During the project's Harlem residency this November, Claiborne and his team hosted photo walks by equipping amateur photographers with Pentax cameras and 35mm film, encouraging exploration of Harlem’s streets and inviting participants to document their surroundings in a one-square-mile area of the neighborhood. They took pictures of the pink polka dot trash bags near James Baldwin Lawn, the discarded bathtubs that lined an alley off West 140th Street, and a jack-o’-lantern impaled on a fence along St. Nicholas Terrace.

“They grab a roll, take a creative approach to those 36 images, and bring whatever it is they see and take whatever they want to document in a creative project,” Claiborne told Columbia News Service. Photographers received digital copies of their work at no cost. The initiative has spanned across New York City, including neighborhoods like the South Bronx, Sunset Park in Queens, the Lower East Side, Harlem, and East Williamsburg. 

Claiborne’s own relationship with the Free Film Project, run by Worthless Studios, began in 2020 through an open call to photograph Black Lives Matter protests. “I participated and had a roll of film, and then when I submitted it, they had selected one of my images to be in their book,” Claiborne said. He supports making photography easy for everyone. The process, especially working with film, forces you to slow down “in a good way because the medium itself requires you to be more thoughtful and intentional,” he said. “There’s a limitation in terms of images per roll of film, there’s limitation because of the cost associated with the medium for analog versus digital.”

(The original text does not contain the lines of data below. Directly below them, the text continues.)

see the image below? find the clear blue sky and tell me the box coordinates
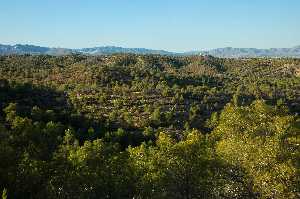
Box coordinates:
[0,0,299,52]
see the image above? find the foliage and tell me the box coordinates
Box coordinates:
[213,101,299,198]
[0,54,299,198]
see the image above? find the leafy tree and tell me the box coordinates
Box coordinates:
[49,133,134,199]
[213,100,299,198]
[151,107,162,126]
[2,188,7,199]
[129,130,221,199]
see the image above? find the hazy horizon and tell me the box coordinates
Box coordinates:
[1,42,300,53]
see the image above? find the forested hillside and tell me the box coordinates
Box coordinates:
[0,54,299,198]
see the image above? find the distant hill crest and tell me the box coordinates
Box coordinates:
[1,44,300,58]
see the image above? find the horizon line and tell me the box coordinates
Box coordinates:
[1,42,299,53]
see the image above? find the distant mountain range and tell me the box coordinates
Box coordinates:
[1,44,300,58]
[200,46,300,58]
[0,44,174,56]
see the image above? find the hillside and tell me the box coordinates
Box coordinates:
[0,54,299,198]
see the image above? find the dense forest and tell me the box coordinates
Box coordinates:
[0,54,299,198]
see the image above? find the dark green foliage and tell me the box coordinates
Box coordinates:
[0,54,299,198]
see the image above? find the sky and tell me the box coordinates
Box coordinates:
[0,0,300,52]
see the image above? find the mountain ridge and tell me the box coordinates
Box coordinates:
[1,43,300,58]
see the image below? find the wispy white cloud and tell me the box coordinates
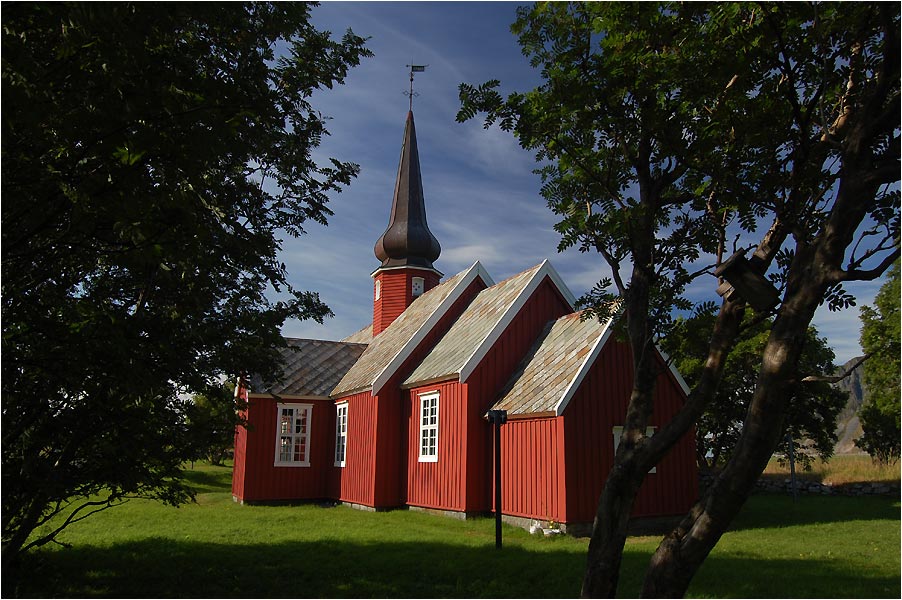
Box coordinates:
[272,2,878,365]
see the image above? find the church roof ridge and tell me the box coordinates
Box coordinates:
[331,261,491,397]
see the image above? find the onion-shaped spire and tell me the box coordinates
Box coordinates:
[374,111,441,270]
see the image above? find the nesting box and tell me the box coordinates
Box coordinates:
[714,250,780,312]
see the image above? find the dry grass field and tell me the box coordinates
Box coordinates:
[763,454,900,485]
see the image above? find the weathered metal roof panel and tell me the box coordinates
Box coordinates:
[341,324,373,344]
[491,311,613,415]
[331,262,489,397]
[403,263,544,386]
[249,338,367,398]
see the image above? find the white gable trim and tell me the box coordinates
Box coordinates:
[553,317,614,416]
[656,348,691,396]
[371,261,494,396]
[459,259,577,384]
[551,327,692,416]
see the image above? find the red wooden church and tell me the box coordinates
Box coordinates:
[232,111,698,533]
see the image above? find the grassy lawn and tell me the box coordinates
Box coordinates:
[17,463,900,598]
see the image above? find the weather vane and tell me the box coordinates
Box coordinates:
[404,63,428,111]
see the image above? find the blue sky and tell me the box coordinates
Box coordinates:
[279,1,884,365]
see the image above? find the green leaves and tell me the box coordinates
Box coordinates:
[664,310,847,470]
[2,1,369,563]
[112,145,146,165]
[857,262,901,463]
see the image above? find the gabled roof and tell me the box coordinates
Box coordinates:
[341,324,373,344]
[403,260,576,388]
[331,262,493,398]
[491,311,614,416]
[249,338,367,399]
[491,309,692,417]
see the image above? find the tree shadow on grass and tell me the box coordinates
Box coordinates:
[725,493,900,533]
[17,535,900,598]
[18,537,587,598]
[180,467,234,494]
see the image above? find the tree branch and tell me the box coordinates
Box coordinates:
[801,353,870,383]
[21,497,125,554]
[835,247,901,282]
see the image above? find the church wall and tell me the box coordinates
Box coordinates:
[562,340,699,523]
[231,383,250,501]
[232,394,334,503]
[497,415,569,524]
[403,379,468,512]
[463,276,574,511]
[376,276,487,508]
[329,389,377,507]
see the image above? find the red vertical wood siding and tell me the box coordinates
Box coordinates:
[498,416,568,523]
[404,380,467,511]
[332,277,487,509]
[231,384,249,499]
[562,341,698,523]
[464,277,573,511]
[373,385,403,507]
[373,268,442,335]
[329,390,378,506]
[232,395,334,502]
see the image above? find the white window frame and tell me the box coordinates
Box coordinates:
[274,403,312,467]
[418,391,439,462]
[334,402,348,467]
[375,279,382,301]
[411,276,425,297]
[612,426,657,473]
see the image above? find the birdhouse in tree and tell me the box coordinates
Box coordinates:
[714,250,780,312]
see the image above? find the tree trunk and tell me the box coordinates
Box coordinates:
[581,176,662,597]
[641,140,881,596]
[2,495,47,598]
[581,454,647,597]
[580,209,789,597]
[641,267,825,597]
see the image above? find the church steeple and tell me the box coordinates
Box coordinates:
[371,111,442,336]
[374,111,441,271]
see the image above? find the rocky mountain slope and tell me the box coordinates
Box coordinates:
[833,356,866,454]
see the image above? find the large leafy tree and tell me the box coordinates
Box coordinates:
[665,312,847,471]
[856,261,901,463]
[186,382,242,466]
[1,1,370,583]
[459,2,899,597]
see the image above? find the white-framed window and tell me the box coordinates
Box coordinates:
[612,426,657,473]
[375,279,382,301]
[418,391,439,462]
[274,403,312,467]
[411,276,425,297]
[334,402,348,467]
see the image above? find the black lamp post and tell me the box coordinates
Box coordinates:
[486,409,507,549]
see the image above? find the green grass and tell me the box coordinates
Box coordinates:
[17,463,900,598]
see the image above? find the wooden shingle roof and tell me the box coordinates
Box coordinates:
[403,261,574,388]
[331,262,492,397]
[491,311,614,416]
[249,338,368,398]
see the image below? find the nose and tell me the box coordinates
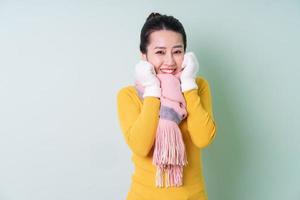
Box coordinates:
[164,53,176,67]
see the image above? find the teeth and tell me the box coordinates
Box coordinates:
[161,69,175,74]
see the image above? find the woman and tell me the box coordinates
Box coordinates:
[117,12,217,200]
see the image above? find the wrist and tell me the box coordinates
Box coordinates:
[180,78,198,92]
[143,85,161,98]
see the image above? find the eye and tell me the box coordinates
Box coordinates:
[174,50,182,54]
[155,51,164,54]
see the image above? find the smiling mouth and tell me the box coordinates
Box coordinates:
[160,68,176,74]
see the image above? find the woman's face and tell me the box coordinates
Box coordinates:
[141,30,185,75]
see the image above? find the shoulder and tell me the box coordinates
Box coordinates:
[116,85,143,110]
[195,75,211,94]
[116,85,139,101]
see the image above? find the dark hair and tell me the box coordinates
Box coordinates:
[139,12,187,54]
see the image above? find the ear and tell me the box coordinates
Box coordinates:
[140,53,147,61]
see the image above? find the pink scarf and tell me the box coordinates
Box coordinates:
[134,71,188,188]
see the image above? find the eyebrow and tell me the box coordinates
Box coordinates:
[154,45,183,49]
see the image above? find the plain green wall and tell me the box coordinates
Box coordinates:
[0,1,299,200]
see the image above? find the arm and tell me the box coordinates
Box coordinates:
[116,88,160,157]
[183,78,217,148]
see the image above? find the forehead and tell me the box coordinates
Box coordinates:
[148,30,183,48]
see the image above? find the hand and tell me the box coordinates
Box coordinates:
[134,60,161,98]
[180,52,199,92]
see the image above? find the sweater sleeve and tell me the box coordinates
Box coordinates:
[183,78,217,149]
[116,88,161,157]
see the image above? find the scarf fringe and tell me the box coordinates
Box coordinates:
[152,118,188,187]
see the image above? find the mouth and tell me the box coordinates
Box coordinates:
[160,68,176,74]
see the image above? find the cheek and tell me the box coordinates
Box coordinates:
[175,56,184,69]
[148,56,163,70]
[153,63,162,73]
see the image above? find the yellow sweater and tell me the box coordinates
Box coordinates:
[116,76,217,200]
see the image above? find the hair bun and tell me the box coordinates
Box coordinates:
[146,12,161,21]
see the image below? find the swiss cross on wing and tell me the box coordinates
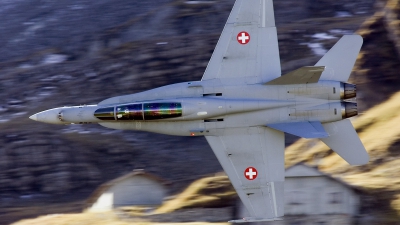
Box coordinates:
[237,31,250,45]
[244,167,258,180]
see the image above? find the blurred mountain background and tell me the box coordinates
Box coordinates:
[0,0,400,224]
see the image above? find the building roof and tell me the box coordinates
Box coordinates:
[86,169,171,207]
[285,163,364,192]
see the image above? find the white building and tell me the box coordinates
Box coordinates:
[238,163,362,225]
[86,169,170,212]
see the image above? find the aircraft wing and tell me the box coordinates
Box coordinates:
[201,0,281,84]
[205,127,284,221]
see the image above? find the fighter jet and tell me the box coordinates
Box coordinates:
[30,0,369,222]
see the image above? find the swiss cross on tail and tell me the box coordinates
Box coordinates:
[244,167,258,180]
[237,31,250,45]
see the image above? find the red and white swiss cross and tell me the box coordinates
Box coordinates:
[244,167,258,180]
[237,31,250,45]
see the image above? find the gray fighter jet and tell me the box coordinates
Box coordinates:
[30,0,369,222]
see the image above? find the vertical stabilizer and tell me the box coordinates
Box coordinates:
[316,35,363,82]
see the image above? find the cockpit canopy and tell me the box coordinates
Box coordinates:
[93,107,114,120]
[94,102,182,121]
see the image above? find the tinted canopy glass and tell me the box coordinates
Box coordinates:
[116,104,143,120]
[144,102,182,120]
[94,107,115,120]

Claiborne has a long-standing connection with Harlem. He’s lived in the neighborhood for the past four years, seeing its transformation firsthand. “It’s something that I feel deserves a critical eye,” he said. “I’m part of that new class of people coming into the area, compared to people who’ve been there for generations, so I’m trying to capture what I see as someone young and living in Harlem.”

Kevin Claiborne is a multidisciplinary conceptual artist whose work examines intersections of identity, social environment, & mental health within the Black American experience. Moving between collage, silkscreen, photography, painting, and sculpture, while frequently using language as material, Claiborne is interested in finding new ways to look at history and its connection to the present. Claiborne holds a B.S. in Mathematics from the historically Black college North Carolina Central University (2012), an M.S. in Higher Education from Syracuse University (2016).